Afterward Jesus appeared in a different form to two of them while they were walking in the country. These returned and reported it to the rest; but they did not believe them either.
Later Jesus appeared to the Eleven as they were eating; he rebuked them for their lack of faith and their stubborn refusal to believe those who had seen him after he had risen.
He said to them, “Go into all the world and preach the gospel to all creation. Whoever believes and is baptized will be saved, but whoever does not believe will be condemned. And these signs will accompany those who believe: In my name they will drive out demons; they will speak in new tongues; they will pick up snakes with their hands; and when they drink deadly poison, it will not hurt them at all; they will place their hands on sick people, and they will get well.”
After the Lord Jesus had spoken to them, he was taken up into heaven and he sat at the right hand of God. Then the disciples went out and preached everywhere, and the Lord worked with them and confirmed his word by the signs that accompanied it.
Saved by grace
The beautiful, historical account we find in the Bible means we can be saved by the grace of Jesus Christ. Easter is why Jesus became a man. He suffered like no other human being. I am excited to think of the Son of God’s sacrifice for me. It is a sacrifice that he made for you also, and for every person in this world, from its creation to the end of time.

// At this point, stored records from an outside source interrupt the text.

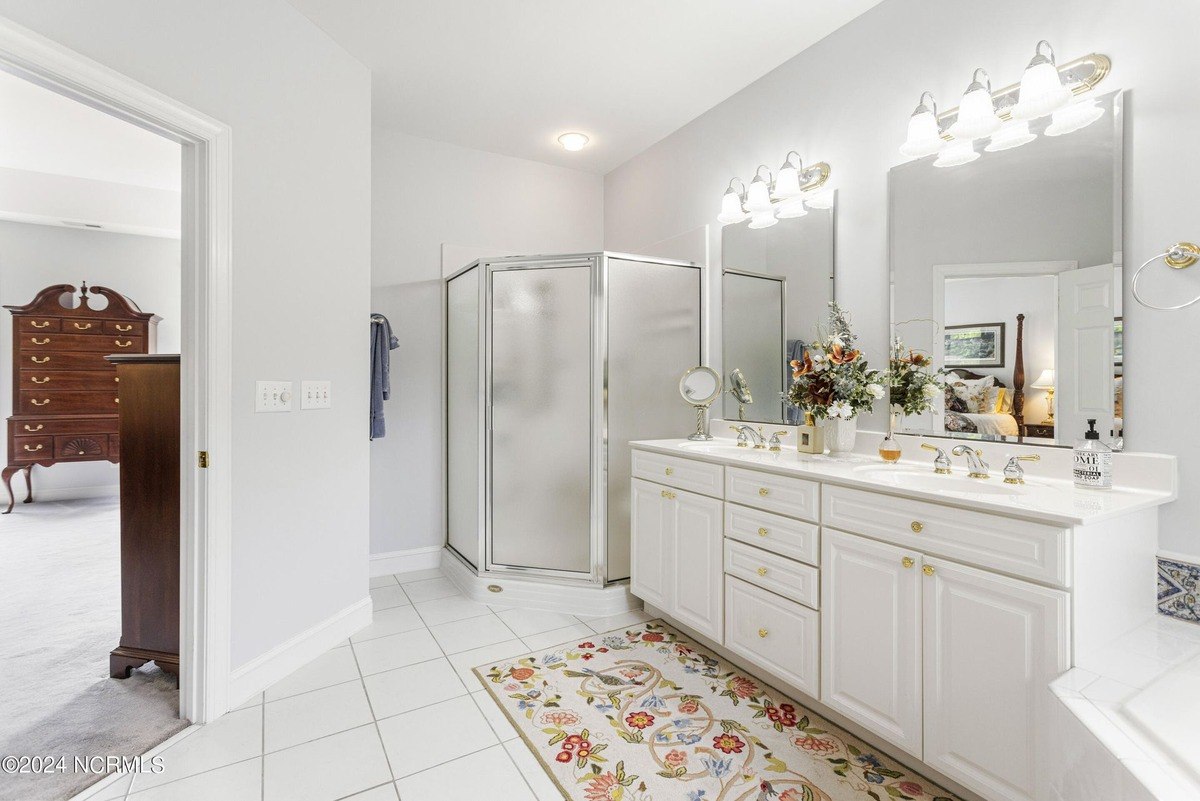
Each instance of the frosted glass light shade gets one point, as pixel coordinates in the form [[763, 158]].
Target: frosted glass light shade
[[1014, 134], [960, 151], [762, 218], [1073, 118], [731, 208]]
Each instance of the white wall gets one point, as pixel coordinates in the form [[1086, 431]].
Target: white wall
[[847, 100], [300, 113], [143, 269], [425, 194]]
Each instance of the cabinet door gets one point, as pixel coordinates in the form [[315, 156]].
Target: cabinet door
[[652, 517], [696, 568], [991, 646], [870, 636]]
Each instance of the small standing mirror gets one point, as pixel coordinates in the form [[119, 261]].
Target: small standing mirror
[[700, 386]]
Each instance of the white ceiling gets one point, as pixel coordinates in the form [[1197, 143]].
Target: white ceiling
[[45, 132], [509, 77]]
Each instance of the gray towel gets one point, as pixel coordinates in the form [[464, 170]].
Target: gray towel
[[382, 343]]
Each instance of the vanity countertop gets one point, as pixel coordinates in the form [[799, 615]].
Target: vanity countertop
[[1043, 499]]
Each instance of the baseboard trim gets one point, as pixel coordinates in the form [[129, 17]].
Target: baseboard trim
[[406, 561], [264, 670]]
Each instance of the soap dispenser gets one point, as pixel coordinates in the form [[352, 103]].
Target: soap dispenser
[[1093, 461]]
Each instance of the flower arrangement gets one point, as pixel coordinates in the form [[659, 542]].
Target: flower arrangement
[[912, 385], [833, 380]]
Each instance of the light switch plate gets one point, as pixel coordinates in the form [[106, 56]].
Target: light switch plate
[[273, 396], [316, 395]]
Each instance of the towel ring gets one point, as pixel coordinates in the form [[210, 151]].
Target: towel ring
[[1177, 257]]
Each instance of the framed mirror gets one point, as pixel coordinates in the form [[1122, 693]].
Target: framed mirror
[[1007, 272], [775, 288]]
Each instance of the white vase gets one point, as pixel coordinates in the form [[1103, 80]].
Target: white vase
[[840, 434]]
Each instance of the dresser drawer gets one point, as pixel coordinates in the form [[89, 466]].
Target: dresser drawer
[[675, 471], [36, 324], [773, 533], [1017, 547], [773, 572], [774, 634], [30, 449], [784, 494], [34, 402]]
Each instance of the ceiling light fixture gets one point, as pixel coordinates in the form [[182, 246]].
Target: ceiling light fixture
[[574, 140]]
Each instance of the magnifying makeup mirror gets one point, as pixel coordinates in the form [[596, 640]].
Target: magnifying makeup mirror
[[700, 386]]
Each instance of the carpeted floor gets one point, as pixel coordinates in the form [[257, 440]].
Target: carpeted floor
[[59, 619]]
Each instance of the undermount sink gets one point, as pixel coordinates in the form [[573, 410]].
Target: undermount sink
[[930, 481]]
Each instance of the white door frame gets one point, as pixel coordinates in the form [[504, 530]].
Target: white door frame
[[207, 355]]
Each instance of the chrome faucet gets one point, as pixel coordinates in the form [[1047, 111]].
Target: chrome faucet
[[941, 462], [976, 467], [1013, 471], [745, 432]]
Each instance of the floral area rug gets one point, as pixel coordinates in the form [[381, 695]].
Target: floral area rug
[[646, 715]]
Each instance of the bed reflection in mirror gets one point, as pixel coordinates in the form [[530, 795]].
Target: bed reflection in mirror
[[775, 288], [1007, 272]]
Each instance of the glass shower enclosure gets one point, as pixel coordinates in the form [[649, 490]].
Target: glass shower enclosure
[[553, 365]]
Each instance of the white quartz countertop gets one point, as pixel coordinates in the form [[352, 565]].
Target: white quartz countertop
[[1042, 498]]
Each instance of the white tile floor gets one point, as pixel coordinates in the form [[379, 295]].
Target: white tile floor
[[395, 712]]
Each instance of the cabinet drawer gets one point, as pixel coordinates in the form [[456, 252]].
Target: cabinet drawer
[[675, 471], [30, 449], [772, 633], [1018, 547], [786, 495], [773, 572], [773, 533]]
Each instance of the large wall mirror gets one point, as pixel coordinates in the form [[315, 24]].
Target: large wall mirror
[[775, 288], [1007, 272]]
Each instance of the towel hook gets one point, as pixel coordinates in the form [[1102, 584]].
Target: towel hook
[[1177, 257]]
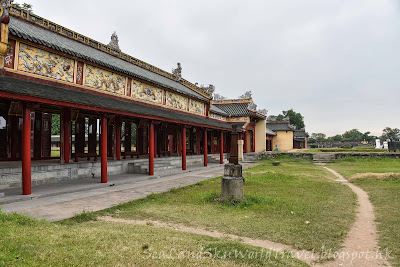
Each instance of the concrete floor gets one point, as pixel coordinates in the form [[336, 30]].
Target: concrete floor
[[58, 201]]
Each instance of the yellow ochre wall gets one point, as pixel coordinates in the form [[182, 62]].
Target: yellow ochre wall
[[284, 140], [261, 132]]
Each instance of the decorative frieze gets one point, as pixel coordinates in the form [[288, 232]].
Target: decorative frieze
[[44, 63], [239, 119], [10, 55], [196, 107], [105, 48], [143, 91], [176, 101], [218, 117], [104, 80]]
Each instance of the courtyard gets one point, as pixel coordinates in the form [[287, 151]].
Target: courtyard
[[298, 208]]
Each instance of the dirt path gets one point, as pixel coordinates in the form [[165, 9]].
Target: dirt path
[[361, 245], [303, 255]]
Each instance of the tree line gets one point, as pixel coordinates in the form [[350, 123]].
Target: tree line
[[392, 134]]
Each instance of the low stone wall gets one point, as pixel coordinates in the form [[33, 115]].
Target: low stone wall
[[367, 155], [11, 177]]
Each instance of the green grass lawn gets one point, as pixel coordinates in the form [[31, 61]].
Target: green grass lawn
[[350, 166], [27, 242], [279, 202], [384, 194], [342, 150]]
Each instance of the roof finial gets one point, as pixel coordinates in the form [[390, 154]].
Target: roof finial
[[114, 42], [177, 72]]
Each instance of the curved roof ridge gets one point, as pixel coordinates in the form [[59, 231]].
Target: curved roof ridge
[[93, 44]]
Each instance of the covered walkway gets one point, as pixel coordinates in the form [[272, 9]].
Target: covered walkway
[[52, 203]]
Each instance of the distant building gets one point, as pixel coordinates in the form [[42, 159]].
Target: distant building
[[284, 136], [300, 139]]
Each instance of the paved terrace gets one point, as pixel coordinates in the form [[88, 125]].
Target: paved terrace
[[58, 201]]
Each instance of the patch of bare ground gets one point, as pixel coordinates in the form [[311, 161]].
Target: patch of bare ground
[[303, 255], [360, 248]]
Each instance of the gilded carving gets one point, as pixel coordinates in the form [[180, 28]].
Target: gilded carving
[[196, 107], [104, 80], [146, 92], [176, 101], [242, 119], [218, 117], [37, 61]]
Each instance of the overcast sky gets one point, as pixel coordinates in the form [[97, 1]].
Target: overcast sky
[[337, 62]]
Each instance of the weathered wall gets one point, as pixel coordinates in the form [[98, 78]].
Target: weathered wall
[[283, 139], [261, 132]]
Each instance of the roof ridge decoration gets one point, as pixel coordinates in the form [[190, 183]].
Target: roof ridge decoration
[[114, 42], [5, 10], [18, 12], [231, 101], [177, 72]]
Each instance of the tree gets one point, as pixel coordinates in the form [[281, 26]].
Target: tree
[[318, 136], [246, 95], [336, 138], [392, 134], [24, 6], [353, 135], [219, 97]]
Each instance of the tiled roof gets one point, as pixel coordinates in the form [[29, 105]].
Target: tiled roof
[[23, 87], [53, 40], [238, 110], [216, 110], [300, 133], [276, 126]]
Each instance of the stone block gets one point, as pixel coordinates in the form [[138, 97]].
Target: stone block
[[232, 187]]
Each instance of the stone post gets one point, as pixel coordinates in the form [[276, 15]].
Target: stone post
[[232, 184], [240, 150]]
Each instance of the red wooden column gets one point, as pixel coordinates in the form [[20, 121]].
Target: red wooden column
[[118, 137], [26, 150], [151, 148], [205, 147], [67, 134], [254, 140], [221, 149], [103, 149], [198, 141], [183, 148], [245, 142], [155, 140], [14, 137]]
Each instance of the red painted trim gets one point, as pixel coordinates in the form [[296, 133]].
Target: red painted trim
[[254, 140], [103, 149], [151, 149], [198, 141], [205, 147], [118, 137], [183, 148], [245, 142], [79, 106], [67, 133], [26, 150], [221, 149]]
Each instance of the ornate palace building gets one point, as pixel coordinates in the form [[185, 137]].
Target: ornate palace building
[[115, 110]]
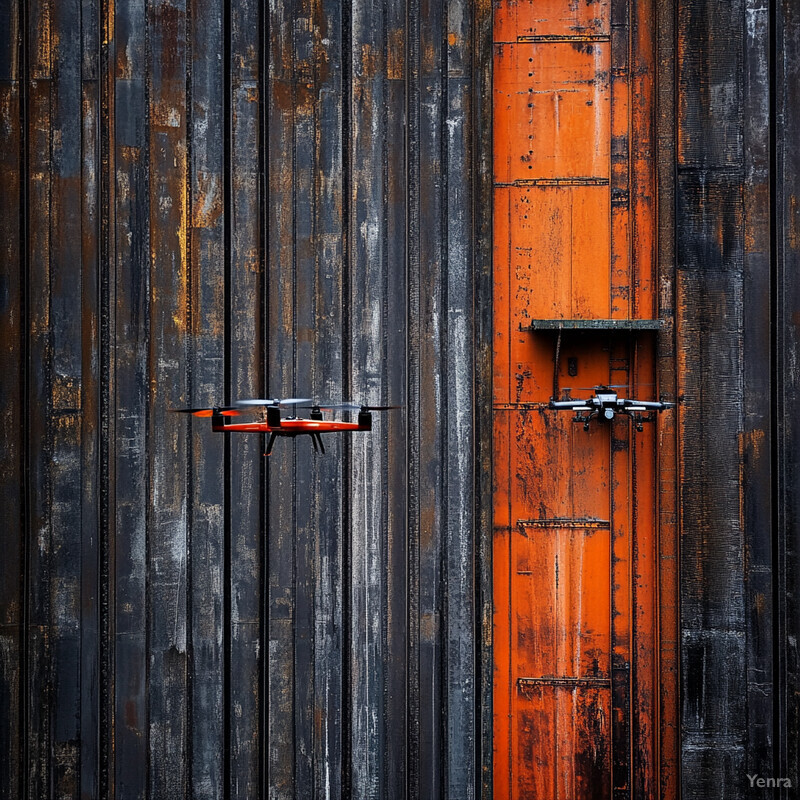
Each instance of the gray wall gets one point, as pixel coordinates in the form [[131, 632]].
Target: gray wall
[[204, 201]]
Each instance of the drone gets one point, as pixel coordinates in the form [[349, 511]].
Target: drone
[[273, 423], [605, 404]]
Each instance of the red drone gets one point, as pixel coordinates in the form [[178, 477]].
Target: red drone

The entire purpose of humanity is consummated in this act of supreme love – of taking my place on a filthy cross to die like a vile criminal, to be resurrected in glory and to give me peace forever. This love is wonderful. Priceless! It cannot be sold or bought. It is received by faith and by grace. There is nothing I can do to buy it. The price was already paid and there is no other price to improve the offer. I invite you to reflect on the value of the death and resurrection of Jesus in your life. In this Easter season, may we become intimate with the One who gave everything for each one of us. And may we tell the whole world once more: Jesus, the Messiah, is risen!